H3K4 mono- and di-methyltransferase MLL4 is required for enhancer activation during cell differentiation

All three reviewers found the work to be substantial and of high quality. There were some differences of opinion concerning novelty. One reviewer noted, “Many of these findings have already been investigated in previous studies. First, both MLL3 and MLL4 have been implicated in adipogenesis in a previous study by Lee et al. 2008 (PNAS). Second, as acknowledged by the authors, it has already been established in several published studies such as the recent studies by Tang et al. 2013 and Wu et al. 2013 that the MLL family including MLL3 and MLL4 are preferentially H3K4me1 and H3K4me2 histone methyltransferases. In addition, this was very recently shown by Shilatifard and colleagues (Mol. Cell. Biol. doi:10.1128/MCB.01181-13.”) These points were discussed in the consultation session, with the conclusion being that the genome-wide findings related to the functional consequences of loss of MLL3/4 on enhancer activity and differentiation are novel and move the field forward significantly beyond the previous correlative findings.

We greatly appreciate the favorable comments but we would like to clarify the findings reported in the literature.

First, while MLL3 has been implicated in adipogenesis, the underlying mechanism was largely unclear (Lee et al., 2008). MLL4 has not been implicated in adipogenesis and neither of MLL3/4 has been implicated in myogenesis. Using adipogenesis and myogenesis as model systems, we demonstrate that MLL3/4 function as H3K4me1/2 methyltransferases on enhancers to control cell-type-specific gene expression and cell differentiation.

Second, while our manuscript was in preparation, Tang et al. and Wu et al. reported that MLL3/4 are preferentially H3K4me1/2 methyltransferases using in vitro HMT assays. Our data confirm their in vitro findings. More importantly, we demonstrate using MLL3/4 KO human and mouse cells that MLL3/4 are major mammalian H3K4me1/2 methyltransferases in vivo.

Third, the Shilatifard lab submitted their manuscript to MCB in early September. We submitted our manuscript to eLife also in early September. Our manuscript not only covers the main findings in the Shilatifard paper, but also shows that MLL4 is required for enhancer activation, cell-type-specific gene expression and differentiation.

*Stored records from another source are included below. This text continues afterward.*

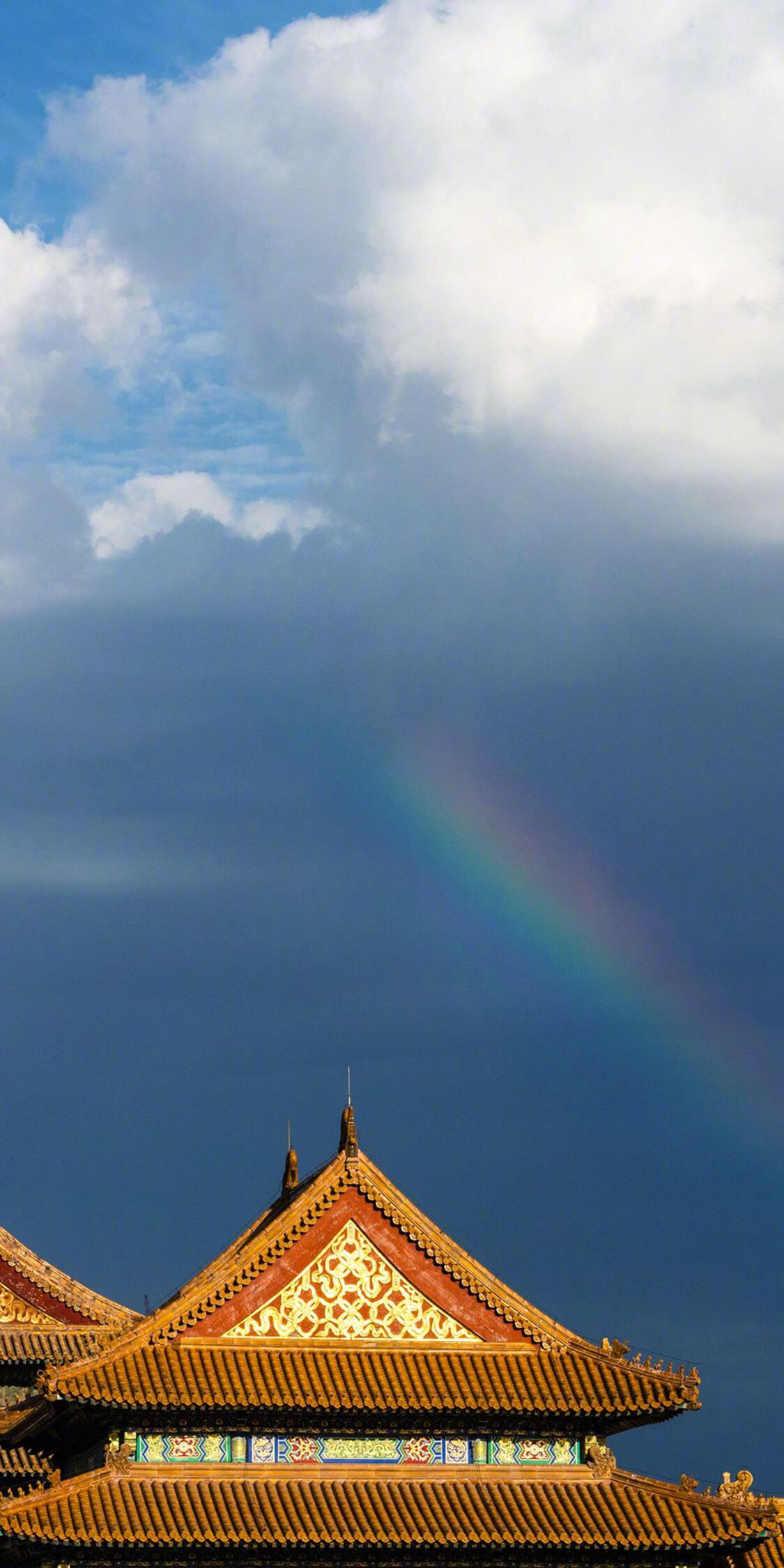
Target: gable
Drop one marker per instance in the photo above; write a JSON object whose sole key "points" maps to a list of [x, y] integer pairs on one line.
{"points": [[353, 1275], [350, 1291]]}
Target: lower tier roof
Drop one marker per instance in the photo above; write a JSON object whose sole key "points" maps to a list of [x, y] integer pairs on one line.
{"points": [[51, 1346], [165, 1507], [192, 1374]]}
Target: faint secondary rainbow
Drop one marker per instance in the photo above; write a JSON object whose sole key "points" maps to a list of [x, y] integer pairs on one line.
{"points": [[519, 869]]}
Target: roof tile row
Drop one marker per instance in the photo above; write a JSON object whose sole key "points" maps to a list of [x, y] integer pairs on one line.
{"points": [[203, 1376], [273, 1510]]}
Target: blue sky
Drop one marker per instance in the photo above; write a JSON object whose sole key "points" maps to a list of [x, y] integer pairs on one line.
{"points": [[410, 383]]}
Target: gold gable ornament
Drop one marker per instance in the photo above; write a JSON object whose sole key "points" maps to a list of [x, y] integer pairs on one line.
{"points": [[13, 1309], [350, 1293]]}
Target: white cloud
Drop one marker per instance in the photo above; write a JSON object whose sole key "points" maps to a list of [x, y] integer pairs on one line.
{"points": [[153, 504], [66, 309], [565, 217]]}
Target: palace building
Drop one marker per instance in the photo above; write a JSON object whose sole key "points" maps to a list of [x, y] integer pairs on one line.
{"points": [[342, 1385]]}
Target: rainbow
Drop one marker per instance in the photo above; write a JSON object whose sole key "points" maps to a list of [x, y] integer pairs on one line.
{"points": [[521, 870]]}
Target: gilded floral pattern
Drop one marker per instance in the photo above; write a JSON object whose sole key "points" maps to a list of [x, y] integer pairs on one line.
{"points": [[16, 1312], [350, 1293]]}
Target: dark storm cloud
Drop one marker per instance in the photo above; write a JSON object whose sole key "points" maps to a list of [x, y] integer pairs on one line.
{"points": [[209, 908]]}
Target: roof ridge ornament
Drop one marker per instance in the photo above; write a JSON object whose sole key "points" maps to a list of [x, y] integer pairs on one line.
{"points": [[292, 1165], [348, 1140]]}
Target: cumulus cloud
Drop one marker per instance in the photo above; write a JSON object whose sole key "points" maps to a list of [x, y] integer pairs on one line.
{"points": [[66, 309], [563, 218], [153, 504]]}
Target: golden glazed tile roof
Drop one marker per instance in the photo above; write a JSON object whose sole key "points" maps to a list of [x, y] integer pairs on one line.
{"points": [[157, 1362], [149, 1506], [199, 1374], [54, 1346], [52, 1288], [22, 1463]]}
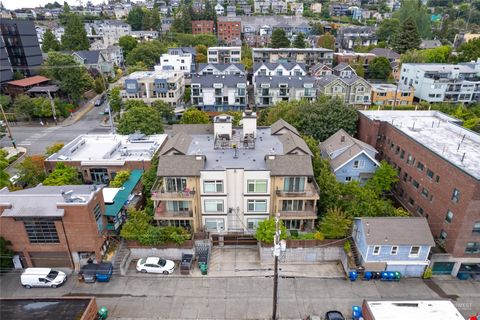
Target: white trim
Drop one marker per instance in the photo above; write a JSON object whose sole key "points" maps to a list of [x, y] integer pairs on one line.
{"points": [[363, 151]]}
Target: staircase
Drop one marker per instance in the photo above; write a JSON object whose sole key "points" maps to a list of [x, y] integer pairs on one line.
{"points": [[122, 251]]}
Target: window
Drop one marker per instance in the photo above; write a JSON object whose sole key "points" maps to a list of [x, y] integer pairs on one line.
{"points": [[414, 251], [294, 184], [257, 205], [41, 230], [415, 184], [476, 227], [455, 195], [257, 186], [430, 174], [473, 248], [420, 166], [292, 205], [214, 224], [449, 216], [425, 192], [213, 186], [213, 205]]}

1) The three-step model of enhancer activation is not directly supported by the experiments because there is no evaluation of the intermediates in the model. All of the experiments evaluate two states: before and after differentiation. To establish evidence for the stepwise model, a time series is needed following initiation of the differentiation program that allows discrimination of the sequence of transcription factor binding, histone acetylation, H3K4me1/2, MLL4 binding, Pol II binding, etc. These studies could be performed using QT-PCR at informative loci.

We have performed time-course ChIP-qPCR to examine the genomic binding of the pioneer TF C/EBPβ, MLL4, H3K4me1/2, H3K27ac and Pol II on three MLL4+ enhancer regions identified on PPARγ gene locus during the first 48h of adipogenesis of wild type brown preadipocytes (new Figure 8—figure supplement 1). The results indicate sequential bindings of C/EBPβ, MLL4, H3K4me1/2, H3K27ac and Pol II on these enhancers during adipogenesis, thus providing strong evidence to support the model in Figure 8G.

Consistently with our data, Chris Glass and colleagues recently proposed a model in which H3K4me1/2 precedes H3K27ac during enhancer activation (Heinz et al., 2013).

2) More information is required to allow an assessment of data quality. The performance of ChIP-Seq for MLL4 in both WT and KO cells allays concerns as to possible false positives for this particular ChIP. However, the methods do not indicate whether biological replicates were performed for the sequencing based assays, raising questions regarding reproducibility. Since many of the analyses are based on overlaps defined by arbitrary thresholds, experimental variability could significantly affect quantitative aspects of the conclusions. If ChiP-Seq and RNA-Seq assays were only performed as single experiments, some form of independent validation of the key findings is required, e.g., by QT-PCR of a representative set of informative genomic regions/RNAs. In addition, it would be helpful for the authors to provide a summary table for all of the sequencing experiments indicating the number of mapped reads that were used for analysis.

We have confirmed ChIP-Seq data by ChIP-qPCR at MLL4+ enhancers on multiple adipogenesis genes (the new Figure 3–figure supplement 2). We have also confirmed RNA-Seq data by qRT-PCR (the new Figure 2–figure supplement 2).

We list in the new Supplementary File 1A the number of mapped reads in ChIP-Seq and RNA-Seq.